Culpa e Desejo: incompreensível é tentativa de infantilizar mulheres adultas responsáveis por si mesmas
Título original: L’été Dernier
Países de origem: França e Noruega
Gênero: drama; suspense
Duração: 103 minutos
Direção e roteiro: Catherine Breillat
Colaboração em roteiro: Pascal Bonitzer
Obra original: Maren Louise Käehne e May el-Toukhy
Produção executiva: Caroline Blanco, Rene Ezra e Clifford Werber
Produção: Saïd Ben Saïd
Direção de fotografia: Jeanne Lapoirie
Trilha sonora: Kim Gordon
Distribuição (Brasil): Synapse Distribution
Elenco: Léa Drucker, Samuel Kircher, Olivier Rabourdin, Clotilde Courau
A produção deste tipo de longa sempre joga sobre as pessoas espectadoras dúvidas a respeito dos reais objetivos da autoria dos argumentos desenvolvidos em tela, ou, se não o faz, deveria. Parece-me inconcebível que, como em Culpa e Desejo (título original: L’été Dernier), com direção e roteiro de Catherine Breillat, relativize-se o abuso sexual infantojuvenil, imputando a menores de idade a virtual responsabilidade por jogos inexistentes — em verdade, a inexistir — de sedução entre adultos e adolescentes, não em oposição, contudo, aos aparentes ímpeto e inclinação a comportamentos do tipo a jovens quase lascivos e lascivas, porque já conscientes de si — justificativa clássica, aliás, a abusadores e à escória similar — . Anne (Léa Drucker), uma advogada especializada em casos de violência contra a infância e a adolescência, recebe no lar mantido com o marido Pierre (Olivier Rabourdin) e duas pequenas filhas Théo (Samuel Kircher), fruto de outro dos casamentos do atual companheiro, após uma suspensão escolar. Morando em Genebra, o menino cresceu distanciado do pai e, por este motivo, as marcas emocionais de uma sentida ausência impõem-se à convivência a estabelecer, no agora, entre um e outro. No entanto, a perspectiva a qual julgo autocentrada da decupagem acerca da visão da protagonista coloca, em geral, em primeiríssimos planos, entre prazeres e certa tensão sexo-afetiva criada por uma aproximação interpessoal antes comum a semelhantes casos, uma fingida culpa moral à permissão concedida de seduzir-se a caprichos juvenis.
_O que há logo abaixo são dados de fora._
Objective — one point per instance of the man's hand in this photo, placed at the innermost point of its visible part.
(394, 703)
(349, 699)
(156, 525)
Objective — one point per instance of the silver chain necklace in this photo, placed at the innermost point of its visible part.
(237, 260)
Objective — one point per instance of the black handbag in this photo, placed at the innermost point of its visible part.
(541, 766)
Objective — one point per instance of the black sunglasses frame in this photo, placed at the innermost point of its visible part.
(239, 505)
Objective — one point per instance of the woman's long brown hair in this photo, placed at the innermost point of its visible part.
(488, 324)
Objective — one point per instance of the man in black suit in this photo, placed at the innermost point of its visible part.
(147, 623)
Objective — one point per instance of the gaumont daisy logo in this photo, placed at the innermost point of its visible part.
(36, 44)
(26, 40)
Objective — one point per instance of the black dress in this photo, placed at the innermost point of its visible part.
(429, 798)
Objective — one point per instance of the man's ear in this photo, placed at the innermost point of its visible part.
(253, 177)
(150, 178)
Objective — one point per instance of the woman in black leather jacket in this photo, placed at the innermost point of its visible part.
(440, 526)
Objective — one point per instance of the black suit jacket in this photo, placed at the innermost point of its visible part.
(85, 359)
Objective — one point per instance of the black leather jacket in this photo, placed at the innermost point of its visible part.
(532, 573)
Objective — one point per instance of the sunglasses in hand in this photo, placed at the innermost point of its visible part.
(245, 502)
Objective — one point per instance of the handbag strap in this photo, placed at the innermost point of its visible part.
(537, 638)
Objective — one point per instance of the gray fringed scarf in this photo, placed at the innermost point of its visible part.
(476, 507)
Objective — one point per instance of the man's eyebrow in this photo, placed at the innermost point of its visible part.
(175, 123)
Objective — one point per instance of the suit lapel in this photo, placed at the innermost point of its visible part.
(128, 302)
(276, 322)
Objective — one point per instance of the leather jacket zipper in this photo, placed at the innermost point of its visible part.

Em contraste com a cena de abertura, a tentativa da advogada de descredibilizar sua vítima, quando confrontada sobre o envolvimento com Théo, faz ruir a persona, embora glamourizada a relação abusiva ainda o seja. Curiosamente, Culpa e Desejo antecipa-se ao lançamento oficial de Segredos de um Escândalo (título original: May December; Todd Haynes, 2023) nos cinemas do país, e ocorre pensar que, em realizações consecutivas, mesmo distanciadas as abordagens, mulheres brancas de classe média (alta) entediadas e/ou infelizes com uma vida a dois medíocre ou sem mais emoções constroem-se potenciais abusadoras. Se este movimento não for indicativo da normalização tentada de crimes, pois, aqui, sob a agência de um polo (racial e de gênero) opositor, talvez uma mudança faça-se necessária.
Estreia dos Festivais de Cannes e Varilux de Cinema Francês 2023, Culpa e Desejo chega nesta quinta-feira, dia 23/11, às salas escuras brasileiras.